9.1. Il decreto legislativo 23 febbraio 2006, n. 109, recante la disciplina degli illeciti disciplinari dei magistrati e delle relative sanzioni all’art. 5, rubricato sanzioni, stabilisce che il magistrato che viola i suoi doveri è soggetto alle seguenti sanzioni disciplinari:
-l’ammonimento;
-la censura;
-la perdita dell’anzianità;
-l’incapacità temporanea a esercitare un incarico direttivo o semidirettivo;
-la sospensione dalle funzioni da tre mesi a due anni;
-la rimozione.
9.2. Stando alla lettera della riforma costituzionale art. 105 comma 2 e 107 comma 1 cost., sembra che le sanzioni (più gravi) che comportano la dispensa, la sospensione e il trasferimento dei magistrati ordinari non potranno essere emesse dall’Alta Corte, ma resteranno appannaggio dei due CSM[5].
E’ evidente che si tratta di un problema di non facile soluzione che dovrà essere affrontato in sede attuativa con le leggi ordinarie[6].
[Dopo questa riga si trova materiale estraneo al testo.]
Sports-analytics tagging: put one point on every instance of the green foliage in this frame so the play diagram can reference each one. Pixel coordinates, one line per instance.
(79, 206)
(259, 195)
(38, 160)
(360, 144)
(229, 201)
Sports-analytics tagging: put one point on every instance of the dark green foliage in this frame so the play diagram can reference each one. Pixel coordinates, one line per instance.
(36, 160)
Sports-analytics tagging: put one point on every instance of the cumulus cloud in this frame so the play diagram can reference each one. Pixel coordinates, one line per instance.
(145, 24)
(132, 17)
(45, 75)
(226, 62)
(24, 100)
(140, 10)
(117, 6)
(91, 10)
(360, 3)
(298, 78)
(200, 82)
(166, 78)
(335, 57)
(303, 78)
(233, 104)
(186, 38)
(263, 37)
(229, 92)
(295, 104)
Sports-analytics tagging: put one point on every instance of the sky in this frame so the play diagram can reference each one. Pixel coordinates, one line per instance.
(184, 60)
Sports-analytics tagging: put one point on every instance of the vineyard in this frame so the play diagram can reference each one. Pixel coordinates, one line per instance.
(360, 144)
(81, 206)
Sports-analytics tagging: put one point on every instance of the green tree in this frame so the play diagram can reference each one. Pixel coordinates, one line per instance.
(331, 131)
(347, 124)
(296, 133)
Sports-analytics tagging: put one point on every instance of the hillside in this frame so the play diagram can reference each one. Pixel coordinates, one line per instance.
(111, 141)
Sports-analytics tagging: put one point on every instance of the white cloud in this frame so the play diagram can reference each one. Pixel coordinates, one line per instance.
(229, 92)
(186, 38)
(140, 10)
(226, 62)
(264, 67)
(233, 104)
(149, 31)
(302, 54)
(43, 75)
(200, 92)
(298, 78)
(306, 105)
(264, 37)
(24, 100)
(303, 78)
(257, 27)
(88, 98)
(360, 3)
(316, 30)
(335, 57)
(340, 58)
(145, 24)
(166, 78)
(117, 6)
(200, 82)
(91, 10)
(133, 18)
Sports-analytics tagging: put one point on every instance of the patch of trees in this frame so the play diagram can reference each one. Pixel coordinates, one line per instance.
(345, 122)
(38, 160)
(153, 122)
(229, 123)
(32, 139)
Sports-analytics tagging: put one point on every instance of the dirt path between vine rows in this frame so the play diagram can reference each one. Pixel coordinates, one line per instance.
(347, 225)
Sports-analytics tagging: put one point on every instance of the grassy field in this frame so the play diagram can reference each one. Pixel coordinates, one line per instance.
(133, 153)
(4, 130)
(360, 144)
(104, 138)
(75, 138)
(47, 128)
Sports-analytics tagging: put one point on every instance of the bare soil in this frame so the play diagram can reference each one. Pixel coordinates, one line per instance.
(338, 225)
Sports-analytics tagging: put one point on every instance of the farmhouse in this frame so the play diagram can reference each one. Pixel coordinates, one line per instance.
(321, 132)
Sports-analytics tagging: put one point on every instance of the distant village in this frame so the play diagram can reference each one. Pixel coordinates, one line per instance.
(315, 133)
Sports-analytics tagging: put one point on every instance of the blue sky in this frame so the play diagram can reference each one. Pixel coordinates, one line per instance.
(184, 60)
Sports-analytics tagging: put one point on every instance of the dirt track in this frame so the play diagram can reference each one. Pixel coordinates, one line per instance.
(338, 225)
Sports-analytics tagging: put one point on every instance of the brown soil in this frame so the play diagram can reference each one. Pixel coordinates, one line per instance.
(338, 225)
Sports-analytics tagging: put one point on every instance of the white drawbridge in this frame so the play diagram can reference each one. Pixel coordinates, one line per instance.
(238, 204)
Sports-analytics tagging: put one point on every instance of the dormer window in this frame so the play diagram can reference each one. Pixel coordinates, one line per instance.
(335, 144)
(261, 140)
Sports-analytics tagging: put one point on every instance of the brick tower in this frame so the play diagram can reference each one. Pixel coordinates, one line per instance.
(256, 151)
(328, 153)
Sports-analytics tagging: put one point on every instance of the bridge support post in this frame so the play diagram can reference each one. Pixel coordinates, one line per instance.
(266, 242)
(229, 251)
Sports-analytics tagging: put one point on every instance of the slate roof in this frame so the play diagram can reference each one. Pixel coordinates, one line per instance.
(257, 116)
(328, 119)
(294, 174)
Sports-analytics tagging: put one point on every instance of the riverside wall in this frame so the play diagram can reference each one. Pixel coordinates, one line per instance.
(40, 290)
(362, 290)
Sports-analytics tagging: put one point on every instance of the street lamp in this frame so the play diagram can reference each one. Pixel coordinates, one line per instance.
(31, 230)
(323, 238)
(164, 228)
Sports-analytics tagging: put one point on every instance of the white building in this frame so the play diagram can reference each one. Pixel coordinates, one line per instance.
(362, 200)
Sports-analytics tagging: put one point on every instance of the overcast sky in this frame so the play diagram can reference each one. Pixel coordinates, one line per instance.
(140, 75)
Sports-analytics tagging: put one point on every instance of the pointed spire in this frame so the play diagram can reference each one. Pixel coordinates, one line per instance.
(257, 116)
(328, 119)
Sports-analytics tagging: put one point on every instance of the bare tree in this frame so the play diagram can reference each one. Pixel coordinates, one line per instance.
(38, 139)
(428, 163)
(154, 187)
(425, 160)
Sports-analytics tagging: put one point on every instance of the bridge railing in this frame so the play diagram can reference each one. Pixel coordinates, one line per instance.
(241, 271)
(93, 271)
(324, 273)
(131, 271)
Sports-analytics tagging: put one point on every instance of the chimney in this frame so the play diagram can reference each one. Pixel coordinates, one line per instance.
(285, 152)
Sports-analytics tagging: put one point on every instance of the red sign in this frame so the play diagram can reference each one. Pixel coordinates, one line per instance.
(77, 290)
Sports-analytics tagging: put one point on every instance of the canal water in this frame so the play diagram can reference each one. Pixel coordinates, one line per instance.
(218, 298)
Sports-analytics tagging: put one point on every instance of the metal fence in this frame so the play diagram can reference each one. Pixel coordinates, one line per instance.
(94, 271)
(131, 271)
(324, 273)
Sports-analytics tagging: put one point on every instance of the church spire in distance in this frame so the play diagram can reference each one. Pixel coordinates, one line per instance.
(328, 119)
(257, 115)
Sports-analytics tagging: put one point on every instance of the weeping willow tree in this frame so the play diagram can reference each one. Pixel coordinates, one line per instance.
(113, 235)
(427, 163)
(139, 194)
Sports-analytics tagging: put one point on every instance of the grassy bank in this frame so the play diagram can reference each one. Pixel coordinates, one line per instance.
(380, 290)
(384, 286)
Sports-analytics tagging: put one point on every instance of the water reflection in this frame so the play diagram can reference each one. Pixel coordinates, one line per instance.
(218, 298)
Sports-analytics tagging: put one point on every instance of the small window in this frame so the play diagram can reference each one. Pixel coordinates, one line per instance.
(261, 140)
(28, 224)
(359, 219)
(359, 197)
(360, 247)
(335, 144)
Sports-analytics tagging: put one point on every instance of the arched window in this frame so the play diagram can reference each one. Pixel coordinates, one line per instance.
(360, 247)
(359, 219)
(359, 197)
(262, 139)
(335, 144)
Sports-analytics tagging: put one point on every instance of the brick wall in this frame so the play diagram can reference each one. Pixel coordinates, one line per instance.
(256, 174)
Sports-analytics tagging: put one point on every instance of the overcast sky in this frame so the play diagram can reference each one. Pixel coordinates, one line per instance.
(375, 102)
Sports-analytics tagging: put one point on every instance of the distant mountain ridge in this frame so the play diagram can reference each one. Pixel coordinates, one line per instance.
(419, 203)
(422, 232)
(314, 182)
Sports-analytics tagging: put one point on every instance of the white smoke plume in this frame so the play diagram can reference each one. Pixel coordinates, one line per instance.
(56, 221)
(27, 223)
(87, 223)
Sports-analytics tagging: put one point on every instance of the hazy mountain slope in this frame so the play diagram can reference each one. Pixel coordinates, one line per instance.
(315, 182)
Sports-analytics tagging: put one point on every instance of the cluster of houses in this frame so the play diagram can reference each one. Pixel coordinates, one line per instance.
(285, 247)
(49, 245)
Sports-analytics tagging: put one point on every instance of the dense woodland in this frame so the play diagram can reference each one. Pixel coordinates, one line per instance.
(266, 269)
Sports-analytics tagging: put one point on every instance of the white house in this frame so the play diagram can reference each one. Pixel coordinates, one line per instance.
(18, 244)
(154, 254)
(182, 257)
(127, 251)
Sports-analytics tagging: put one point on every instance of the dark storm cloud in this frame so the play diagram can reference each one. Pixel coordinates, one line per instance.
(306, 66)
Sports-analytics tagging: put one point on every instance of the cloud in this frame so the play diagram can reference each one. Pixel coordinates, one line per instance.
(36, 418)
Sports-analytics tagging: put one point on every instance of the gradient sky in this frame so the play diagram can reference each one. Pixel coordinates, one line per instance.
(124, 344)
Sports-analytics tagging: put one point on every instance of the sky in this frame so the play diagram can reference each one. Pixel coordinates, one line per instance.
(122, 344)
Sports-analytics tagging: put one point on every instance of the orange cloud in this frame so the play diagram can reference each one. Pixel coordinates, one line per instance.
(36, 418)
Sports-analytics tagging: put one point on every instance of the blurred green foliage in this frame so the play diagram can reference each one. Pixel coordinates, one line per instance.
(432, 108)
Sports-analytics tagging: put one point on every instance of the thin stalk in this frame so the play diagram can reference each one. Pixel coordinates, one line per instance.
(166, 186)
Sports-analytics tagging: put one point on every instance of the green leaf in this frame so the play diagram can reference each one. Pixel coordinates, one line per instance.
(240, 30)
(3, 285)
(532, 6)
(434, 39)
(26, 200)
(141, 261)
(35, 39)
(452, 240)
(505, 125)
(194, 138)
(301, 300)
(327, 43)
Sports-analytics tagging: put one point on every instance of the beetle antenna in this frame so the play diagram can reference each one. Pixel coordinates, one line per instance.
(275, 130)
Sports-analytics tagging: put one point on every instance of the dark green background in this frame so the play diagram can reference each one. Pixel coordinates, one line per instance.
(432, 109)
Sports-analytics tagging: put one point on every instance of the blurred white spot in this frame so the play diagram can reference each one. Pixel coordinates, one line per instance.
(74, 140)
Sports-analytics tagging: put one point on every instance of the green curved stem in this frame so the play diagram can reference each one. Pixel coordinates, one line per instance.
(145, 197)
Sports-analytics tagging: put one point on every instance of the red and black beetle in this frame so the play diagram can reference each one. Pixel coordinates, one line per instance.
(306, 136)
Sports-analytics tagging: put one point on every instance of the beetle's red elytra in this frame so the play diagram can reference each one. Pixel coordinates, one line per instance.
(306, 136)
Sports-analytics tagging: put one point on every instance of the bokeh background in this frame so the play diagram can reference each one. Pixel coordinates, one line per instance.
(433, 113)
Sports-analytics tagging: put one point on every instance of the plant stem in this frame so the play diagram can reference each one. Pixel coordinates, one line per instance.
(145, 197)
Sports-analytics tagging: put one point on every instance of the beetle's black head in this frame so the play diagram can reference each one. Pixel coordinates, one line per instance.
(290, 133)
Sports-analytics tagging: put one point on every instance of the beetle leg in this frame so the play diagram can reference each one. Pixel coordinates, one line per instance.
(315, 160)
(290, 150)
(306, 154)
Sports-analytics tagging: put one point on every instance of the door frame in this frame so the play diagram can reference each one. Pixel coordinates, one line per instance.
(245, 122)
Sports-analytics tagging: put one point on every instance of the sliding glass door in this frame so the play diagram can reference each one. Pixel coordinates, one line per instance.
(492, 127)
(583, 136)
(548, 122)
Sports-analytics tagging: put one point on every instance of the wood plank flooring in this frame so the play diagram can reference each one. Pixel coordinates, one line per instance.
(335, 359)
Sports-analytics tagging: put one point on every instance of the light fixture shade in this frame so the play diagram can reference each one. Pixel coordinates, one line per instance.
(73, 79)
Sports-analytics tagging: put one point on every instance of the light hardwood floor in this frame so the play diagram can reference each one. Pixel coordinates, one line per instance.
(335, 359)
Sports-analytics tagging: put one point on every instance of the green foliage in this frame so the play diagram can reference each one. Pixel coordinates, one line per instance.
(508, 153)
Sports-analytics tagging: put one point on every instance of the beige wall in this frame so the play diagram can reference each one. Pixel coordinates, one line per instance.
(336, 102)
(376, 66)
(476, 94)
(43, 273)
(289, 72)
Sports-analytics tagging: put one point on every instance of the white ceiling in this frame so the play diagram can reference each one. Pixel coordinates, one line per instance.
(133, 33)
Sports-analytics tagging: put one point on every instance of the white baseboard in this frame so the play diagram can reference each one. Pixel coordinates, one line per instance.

9.3. Il tentativo di soluzione a tale problema può incidere sulla definitività e decisorietà delle sentenze della Corte disciplinare e, quindi, sulla loro ricorribilità ex art. 111 comma 7 Cost.
Facciamo l’ipotesi che il legislatore ordinario adotti una soluzione per la quale, la Corte disciplinare emette la sentenza di sospensione dalle funzioni e il CSM è chiamato a recepire tale sentenza con una decisione formale ex art. 107 comma 1 Cost.
In tale evenienza, la sentenza dell’Alta Corte è definitiva e decisoria sulla situazione giuridica soggettiva del magistrato sanzionato? E’ direttamente ricorribile per cassazione ex art. 111 comma 7 Cost.?
La decisione di recepimento del CSM avrà margini di discrezionalità in merito?
Tale decisione potrà essere autonomamente impugnata davanti al TAR o potrà essere impugnata solo unitamente alla sentenza dell’Alta Corte disciplinare?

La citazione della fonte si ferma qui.